Arada is planning an entertainment hub as a draw card to attract approximately 10,000 tourists to the community in Sharjah.
(Supplied photo)

Ahmed AlKhoshaibi, Arada’s CEO
(Supplied photo)

The emirate offers good price points and promising yields, says developer

The Sharjah real estate market did not get its due until the government relaxed rules and opened investment to expatriate buyers on 100-year leases in 2014. This decision resulted in a handful of developers launching large, master-planned communities to tap Arab as well as non-Arab investors and end-users. Arada was the new kid on the block in 2017, having launched two master communities - Nasma Residences and Aljada - in Sharjah.

"It wasn't our intention to launch two massive master developments in the same year. Arada has a charter to focus on creating prime and quality communities. We had our eyes on Dubai, Sharjah, Saudi Arabia and other international markets such as Italy, London and Sydney. But, the UAE is our focus point. Sharjah is a hidden gem. There is a 10 per cent transactional gap between Sharjah and Dubai. We wanted to be the first mover to capitalise on Sharjah's untapped potential. No one has given it the merit it deserves," said Ahmed AlKhoshaibi, Arada's CEO.

According to Craig Plumb, head of research, JLL Mena: "The main attraction of projects in Sharjah is their lower cost than Dubai. While it clearly varies from project to project, JLL estimates that residential prices in Sharjah are currently 30 per cent to 40 per cent lower in Sharjah for product of similar quality."

"Another attraction is the location of new projects such as Aljada. These projects are providing expatriate families with access to good quality family housing to purchase in Sharjah for the first time."

The $6.5 billion (Dh24 billion) Aljada is a massive master community spanning 24 million sq ft and split into 10 phases, each including 1,000 residential units each. Phase one has already been released to the market and only a few hundred units remain to be sold. The developer plans to release phase two by the end of January and the entire community will be ready by 2025.

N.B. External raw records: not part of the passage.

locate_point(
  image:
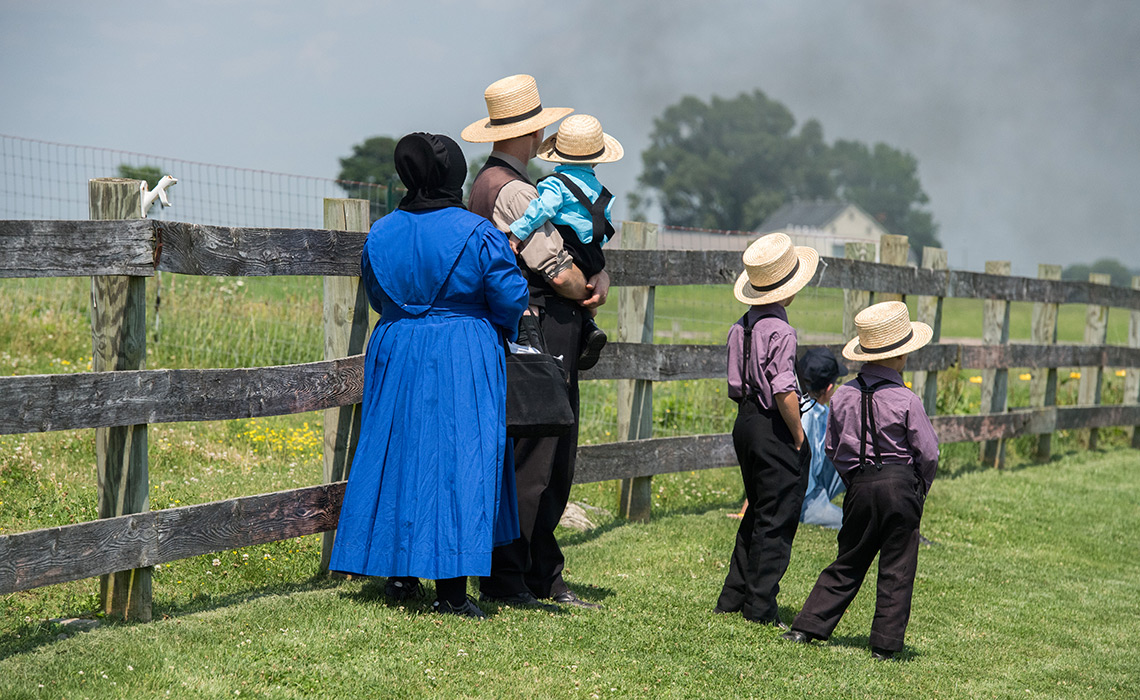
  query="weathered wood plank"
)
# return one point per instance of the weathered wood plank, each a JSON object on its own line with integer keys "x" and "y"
{"x": 855, "y": 298}
{"x": 194, "y": 249}
{"x": 119, "y": 343}
{"x": 928, "y": 310}
{"x": 1132, "y": 376}
{"x": 99, "y": 399}
{"x": 995, "y": 382}
{"x": 54, "y": 555}
{"x": 76, "y": 249}
{"x": 635, "y": 397}
{"x": 893, "y": 250}
{"x": 1096, "y": 333}
{"x": 345, "y": 320}
{"x": 662, "y": 268}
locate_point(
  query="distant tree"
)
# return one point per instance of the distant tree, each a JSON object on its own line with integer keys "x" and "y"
{"x": 730, "y": 163}
{"x": 151, "y": 173}
{"x": 372, "y": 163}
{"x": 1121, "y": 275}
{"x": 885, "y": 182}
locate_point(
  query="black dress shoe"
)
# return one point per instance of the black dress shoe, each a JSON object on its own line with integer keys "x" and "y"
{"x": 469, "y": 609}
{"x": 401, "y": 588}
{"x": 592, "y": 347}
{"x": 519, "y": 600}
{"x": 568, "y": 597}
{"x": 798, "y": 636}
{"x": 773, "y": 621}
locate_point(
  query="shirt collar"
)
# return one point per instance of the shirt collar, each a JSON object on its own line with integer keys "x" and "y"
{"x": 882, "y": 373}
{"x": 772, "y": 309}
{"x": 513, "y": 162}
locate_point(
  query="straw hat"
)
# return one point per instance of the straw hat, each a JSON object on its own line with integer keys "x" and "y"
{"x": 514, "y": 110}
{"x": 580, "y": 139}
{"x": 885, "y": 330}
{"x": 774, "y": 269}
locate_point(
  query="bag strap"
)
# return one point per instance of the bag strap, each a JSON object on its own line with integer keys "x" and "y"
{"x": 596, "y": 209}
{"x": 866, "y": 421}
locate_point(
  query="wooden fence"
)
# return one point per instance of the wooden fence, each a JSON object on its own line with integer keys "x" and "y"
{"x": 120, "y": 398}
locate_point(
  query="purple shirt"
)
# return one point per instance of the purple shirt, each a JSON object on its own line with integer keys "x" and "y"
{"x": 772, "y": 368}
{"x": 904, "y": 431}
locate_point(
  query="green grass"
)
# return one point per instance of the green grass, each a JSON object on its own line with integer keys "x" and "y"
{"x": 1032, "y": 592}
{"x": 1032, "y": 589}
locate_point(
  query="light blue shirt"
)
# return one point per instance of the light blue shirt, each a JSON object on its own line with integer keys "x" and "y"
{"x": 555, "y": 204}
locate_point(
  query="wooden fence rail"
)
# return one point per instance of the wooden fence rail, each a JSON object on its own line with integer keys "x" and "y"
{"x": 135, "y": 249}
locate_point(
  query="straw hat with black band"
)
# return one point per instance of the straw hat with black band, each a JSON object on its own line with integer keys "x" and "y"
{"x": 580, "y": 140}
{"x": 886, "y": 331}
{"x": 774, "y": 269}
{"x": 513, "y": 110}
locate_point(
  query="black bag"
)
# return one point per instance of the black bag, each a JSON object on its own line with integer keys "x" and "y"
{"x": 537, "y": 397}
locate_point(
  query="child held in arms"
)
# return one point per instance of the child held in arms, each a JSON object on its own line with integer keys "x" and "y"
{"x": 578, "y": 205}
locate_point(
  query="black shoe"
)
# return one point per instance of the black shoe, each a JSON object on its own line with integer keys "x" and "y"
{"x": 519, "y": 600}
{"x": 798, "y": 636}
{"x": 592, "y": 347}
{"x": 568, "y": 597}
{"x": 469, "y": 609}
{"x": 771, "y": 621}
{"x": 402, "y": 588}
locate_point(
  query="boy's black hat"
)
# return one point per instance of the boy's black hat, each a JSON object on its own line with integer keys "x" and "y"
{"x": 817, "y": 367}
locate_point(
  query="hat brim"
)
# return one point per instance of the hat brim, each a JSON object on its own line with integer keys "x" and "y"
{"x": 611, "y": 152}
{"x": 922, "y": 335}
{"x": 808, "y": 260}
{"x": 485, "y": 132}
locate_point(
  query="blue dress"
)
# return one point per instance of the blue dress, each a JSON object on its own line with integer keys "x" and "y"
{"x": 428, "y": 494}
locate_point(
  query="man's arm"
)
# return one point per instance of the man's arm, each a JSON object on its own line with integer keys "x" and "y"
{"x": 788, "y": 404}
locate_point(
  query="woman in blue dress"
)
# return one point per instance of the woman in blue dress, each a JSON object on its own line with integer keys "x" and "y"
{"x": 428, "y": 494}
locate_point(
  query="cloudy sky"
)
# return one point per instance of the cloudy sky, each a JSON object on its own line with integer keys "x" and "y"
{"x": 1023, "y": 113}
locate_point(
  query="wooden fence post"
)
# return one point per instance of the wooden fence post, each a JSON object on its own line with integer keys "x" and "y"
{"x": 1132, "y": 376}
{"x": 635, "y": 397}
{"x": 929, "y": 311}
{"x": 1043, "y": 389}
{"x": 995, "y": 382}
{"x": 1096, "y": 333}
{"x": 345, "y": 320}
{"x": 119, "y": 342}
{"x": 893, "y": 250}
{"x": 855, "y": 300}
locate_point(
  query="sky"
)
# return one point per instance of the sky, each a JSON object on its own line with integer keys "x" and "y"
{"x": 1023, "y": 114}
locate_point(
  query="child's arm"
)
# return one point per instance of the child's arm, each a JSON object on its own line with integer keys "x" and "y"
{"x": 539, "y": 211}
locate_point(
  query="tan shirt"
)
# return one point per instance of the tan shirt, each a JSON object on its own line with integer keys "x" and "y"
{"x": 543, "y": 251}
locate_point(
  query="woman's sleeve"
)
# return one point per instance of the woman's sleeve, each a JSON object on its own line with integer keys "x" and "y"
{"x": 539, "y": 210}
{"x": 504, "y": 285}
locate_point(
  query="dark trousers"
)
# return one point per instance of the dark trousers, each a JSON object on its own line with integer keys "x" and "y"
{"x": 775, "y": 478}
{"x": 544, "y": 472}
{"x": 881, "y": 514}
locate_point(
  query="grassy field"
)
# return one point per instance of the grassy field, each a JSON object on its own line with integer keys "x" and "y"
{"x": 1032, "y": 592}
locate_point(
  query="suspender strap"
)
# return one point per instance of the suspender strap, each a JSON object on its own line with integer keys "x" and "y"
{"x": 748, "y": 351}
{"x": 866, "y": 421}
{"x": 602, "y": 227}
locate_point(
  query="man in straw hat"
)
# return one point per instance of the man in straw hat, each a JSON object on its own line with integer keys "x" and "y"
{"x": 886, "y": 452}
{"x": 768, "y": 437}
{"x": 531, "y": 567}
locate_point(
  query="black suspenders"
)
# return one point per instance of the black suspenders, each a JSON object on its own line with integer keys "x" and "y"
{"x": 866, "y": 422}
{"x": 748, "y": 351}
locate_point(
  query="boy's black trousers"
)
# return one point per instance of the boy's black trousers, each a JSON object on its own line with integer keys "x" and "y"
{"x": 775, "y": 479}
{"x": 881, "y": 514}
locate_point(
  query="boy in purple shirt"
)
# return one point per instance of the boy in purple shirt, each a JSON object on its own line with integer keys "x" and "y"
{"x": 886, "y": 452}
{"x": 767, "y": 434}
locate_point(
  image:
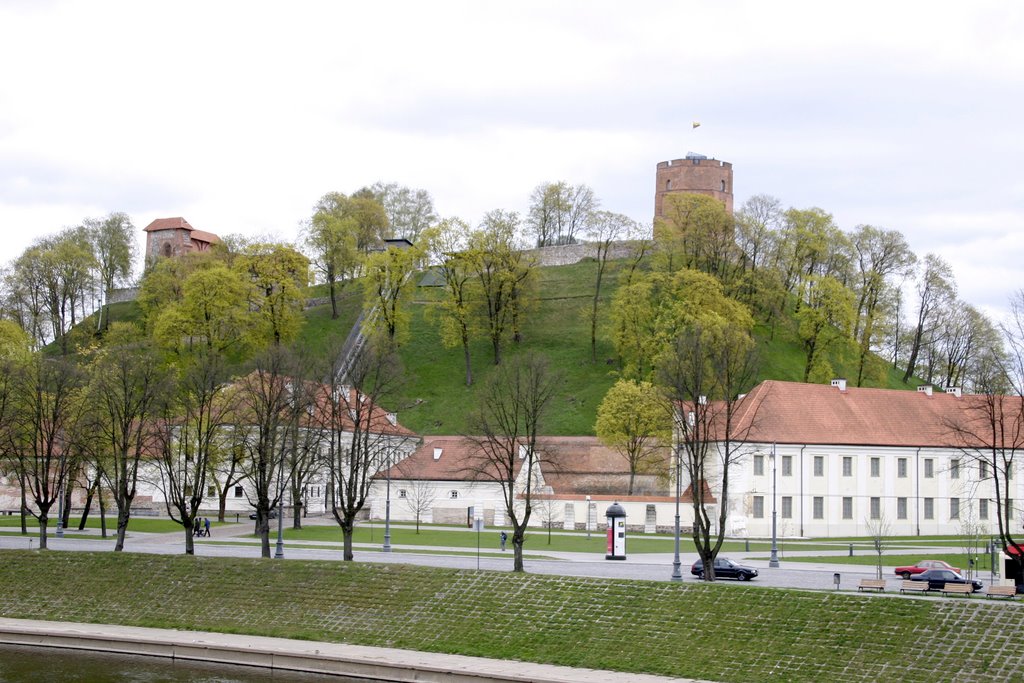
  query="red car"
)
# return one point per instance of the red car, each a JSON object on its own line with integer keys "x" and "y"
{"x": 924, "y": 565}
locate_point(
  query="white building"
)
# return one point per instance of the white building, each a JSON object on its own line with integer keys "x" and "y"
{"x": 849, "y": 459}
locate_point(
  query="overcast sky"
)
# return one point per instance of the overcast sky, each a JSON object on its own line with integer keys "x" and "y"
{"x": 239, "y": 116}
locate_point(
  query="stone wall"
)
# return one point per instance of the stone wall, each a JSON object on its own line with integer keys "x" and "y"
{"x": 568, "y": 254}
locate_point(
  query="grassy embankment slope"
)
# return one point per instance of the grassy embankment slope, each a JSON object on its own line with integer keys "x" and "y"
{"x": 717, "y": 632}
{"x": 434, "y": 398}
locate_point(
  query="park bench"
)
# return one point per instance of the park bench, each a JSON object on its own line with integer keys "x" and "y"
{"x": 1001, "y": 592}
{"x": 909, "y": 586}
{"x": 960, "y": 589}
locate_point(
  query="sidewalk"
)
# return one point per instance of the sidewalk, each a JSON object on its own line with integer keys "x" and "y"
{"x": 376, "y": 664}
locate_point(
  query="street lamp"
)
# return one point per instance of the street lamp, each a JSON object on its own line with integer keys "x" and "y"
{"x": 387, "y": 505}
{"x": 773, "y": 561}
{"x": 279, "y": 552}
{"x": 677, "y": 573}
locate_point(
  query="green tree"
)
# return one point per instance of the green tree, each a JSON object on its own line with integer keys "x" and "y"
{"x": 632, "y": 420}
{"x": 276, "y": 276}
{"x": 126, "y": 387}
{"x": 696, "y": 232}
{"x": 333, "y": 237}
{"x": 511, "y": 408}
{"x": 449, "y": 240}
{"x": 825, "y": 318}
{"x": 114, "y": 249}
{"x": 388, "y": 287}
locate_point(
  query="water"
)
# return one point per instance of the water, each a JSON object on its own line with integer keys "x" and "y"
{"x": 45, "y": 665}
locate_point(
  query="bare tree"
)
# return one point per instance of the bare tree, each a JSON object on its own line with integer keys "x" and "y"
{"x": 509, "y": 417}
{"x": 126, "y": 388}
{"x": 189, "y": 434}
{"x": 363, "y": 437}
{"x": 706, "y": 369}
{"x": 881, "y": 532}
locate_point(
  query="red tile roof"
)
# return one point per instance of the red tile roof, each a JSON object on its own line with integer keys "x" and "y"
{"x": 168, "y": 224}
{"x": 817, "y": 414}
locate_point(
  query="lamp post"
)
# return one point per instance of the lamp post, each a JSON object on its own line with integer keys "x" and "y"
{"x": 773, "y": 561}
{"x": 279, "y": 552}
{"x": 387, "y": 504}
{"x": 677, "y": 573}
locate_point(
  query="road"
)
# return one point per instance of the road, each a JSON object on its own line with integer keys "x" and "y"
{"x": 235, "y": 541}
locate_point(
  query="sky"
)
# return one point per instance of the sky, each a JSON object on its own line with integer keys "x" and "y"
{"x": 239, "y": 116}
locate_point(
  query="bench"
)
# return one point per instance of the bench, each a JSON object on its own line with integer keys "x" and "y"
{"x": 958, "y": 589}
{"x": 1001, "y": 592}
{"x": 909, "y": 586}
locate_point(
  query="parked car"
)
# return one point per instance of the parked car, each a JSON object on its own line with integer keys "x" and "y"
{"x": 937, "y": 579}
{"x": 725, "y": 568}
{"x": 924, "y": 565}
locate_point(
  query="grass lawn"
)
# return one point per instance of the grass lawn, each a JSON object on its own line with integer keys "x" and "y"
{"x": 725, "y": 632}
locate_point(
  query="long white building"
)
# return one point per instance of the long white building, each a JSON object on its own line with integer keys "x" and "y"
{"x": 838, "y": 461}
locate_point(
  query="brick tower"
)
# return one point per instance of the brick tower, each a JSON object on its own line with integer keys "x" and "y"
{"x": 695, "y": 174}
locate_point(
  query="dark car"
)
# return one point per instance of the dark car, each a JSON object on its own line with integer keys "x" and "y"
{"x": 725, "y": 568}
{"x": 937, "y": 579}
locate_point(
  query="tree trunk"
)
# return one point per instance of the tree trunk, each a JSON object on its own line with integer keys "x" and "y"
{"x": 334, "y": 299}
{"x": 123, "y": 515}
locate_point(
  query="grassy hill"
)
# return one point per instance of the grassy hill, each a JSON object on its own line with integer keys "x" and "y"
{"x": 434, "y": 398}
{"x": 724, "y": 632}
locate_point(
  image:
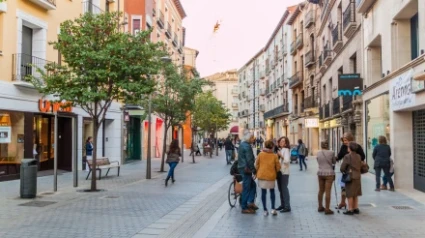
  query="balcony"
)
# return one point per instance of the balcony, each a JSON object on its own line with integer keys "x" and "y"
{"x": 347, "y": 103}
{"x": 277, "y": 111}
{"x": 160, "y": 19}
{"x": 27, "y": 65}
{"x": 262, "y": 108}
{"x": 364, "y": 5}
{"x": 295, "y": 80}
{"x": 349, "y": 21}
{"x": 175, "y": 40}
{"x": 309, "y": 19}
{"x": 293, "y": 48}
{"x": 336, "y": 38}
{"x": 300, "y": 41}
{"x": 46, "y": 4}
{"x": 327, "y": 110}
{"x": 336, "y": 106}
{"x": 309, "y": 59}
{"x": 92, "y": 8}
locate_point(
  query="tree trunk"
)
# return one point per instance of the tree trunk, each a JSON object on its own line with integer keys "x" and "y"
{"x": 93, "y": 173}
{"x": 164, "y": 145}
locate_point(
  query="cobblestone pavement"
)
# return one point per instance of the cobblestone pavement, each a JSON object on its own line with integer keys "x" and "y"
{"x": 196, "y": 206}
{"x": 377, "y": 219}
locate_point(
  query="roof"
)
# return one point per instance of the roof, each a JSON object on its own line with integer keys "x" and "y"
{"x": 180, "y": 8}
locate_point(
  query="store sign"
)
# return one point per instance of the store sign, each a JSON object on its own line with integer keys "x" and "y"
{"x": 349, "y": 85}
{"x": 48, "y": 106}
{"x": 5, "y": 134}
{"x": 401, "y": 95}
{"x": 311, "y": 122}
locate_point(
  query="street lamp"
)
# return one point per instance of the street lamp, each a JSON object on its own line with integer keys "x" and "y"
{"x": 148, "y": 156}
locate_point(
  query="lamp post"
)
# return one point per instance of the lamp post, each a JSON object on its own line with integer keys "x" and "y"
{"x": 148, "y": 156}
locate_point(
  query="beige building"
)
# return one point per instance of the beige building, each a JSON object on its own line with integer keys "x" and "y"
{"x": 226, "y": 90}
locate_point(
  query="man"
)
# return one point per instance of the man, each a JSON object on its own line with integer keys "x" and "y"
{"x": 229, "y": 148}
{"x": 246, "y": 168}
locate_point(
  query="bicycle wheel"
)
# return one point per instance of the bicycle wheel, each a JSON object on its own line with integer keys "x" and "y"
{"x": 233, "y": 197}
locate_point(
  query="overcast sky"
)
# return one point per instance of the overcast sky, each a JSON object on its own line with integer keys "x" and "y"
{"x": 246, "y": 25}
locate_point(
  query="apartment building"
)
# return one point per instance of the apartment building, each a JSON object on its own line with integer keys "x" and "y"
{"x": 225, "y": 89}
{"x": 394, "y": 65}
{"x": 27, "y": 117}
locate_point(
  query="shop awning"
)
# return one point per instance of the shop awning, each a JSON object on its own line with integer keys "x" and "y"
{"x": 234, "y": 130}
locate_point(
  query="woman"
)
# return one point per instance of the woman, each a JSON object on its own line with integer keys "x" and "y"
{"x": 89, "y": 150}
{"x": 302, "y": 154}
{"x": 352, "y": 164}
{"x": 283, "y": 174}
{"x": 381, "y": 155}
{"x": 326, "y": 175}
{"x": 347, "y": 138}
{"x": 173, "y": 158}
{"x": 267, "y": 165}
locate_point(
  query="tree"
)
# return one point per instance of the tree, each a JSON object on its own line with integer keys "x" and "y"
{"x": 102, "y": 65}
{"x": 210, "y": 114}
{"x": 174, "y": 99}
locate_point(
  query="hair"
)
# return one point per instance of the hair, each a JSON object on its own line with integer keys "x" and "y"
{"x": 382, "y": 140}
{"x": 324, "y": 145}
{"x": 174, "y": 146}
{"x": 287, "y": 143}
{"x": 246, "y": 135}
{"x": 269, "y": 144}
{"x": 348, "y": 136}
{"x": 353, "y": 146}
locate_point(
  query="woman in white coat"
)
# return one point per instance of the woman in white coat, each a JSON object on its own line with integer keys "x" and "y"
{"x": 283, "y": 175}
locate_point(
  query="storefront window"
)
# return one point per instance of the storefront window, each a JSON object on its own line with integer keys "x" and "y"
{"x": 11, "y": 142}
{"x": 377, "y": 124}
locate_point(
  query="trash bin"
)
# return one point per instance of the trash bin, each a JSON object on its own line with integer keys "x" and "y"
{"x": 28, "y": 175}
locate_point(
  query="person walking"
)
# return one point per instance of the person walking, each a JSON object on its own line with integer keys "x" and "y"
{"x": 173, "y": 158}
{"x": 283, "y": 175}
{"x": 302, "y": 153}
{"x": 229, "y": 148}
{"x": 381, "y": 155}
{"x": 267, "y": 166}
{"x": 351, "y": 165}
{"x": 326, "y": 176}
{"x": 346, "y": 139}
{"x": 246, "y": 168}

Other components in Aljada include a business park spanning 500,000 sqm and projected to include 20,000 workers, four hotels (two 5-star and two 3-star), a hospital, four schools, a retail boulevard and linear parks running through the entire community.

"We are in talks with the government for a free zone. The business park will be launched in April 2018. We will retain a good chunk of assets in the community for recurring revenue," the CEO adds.

Arada is also planning an entertainment hub as a draw card to attract approximately 10,000 tourists to the community. "We aim to give you an entertainment experience of Dubai standards but at the cost of what you would pay in Sharjah," AlKhoshaibi added.

Although the developer planned to launch Aljada in 2018, the launch was preponed to 2017 after it witnessed robust sales for Nasma Residences. "There is a need for a well-designed, quality master-planned development that has amenities in Sharjah," he observed.

aljda

The untapped demand is reflected in how Arada managed to sell out 115 units in a single building in one day, a record for Sharjah.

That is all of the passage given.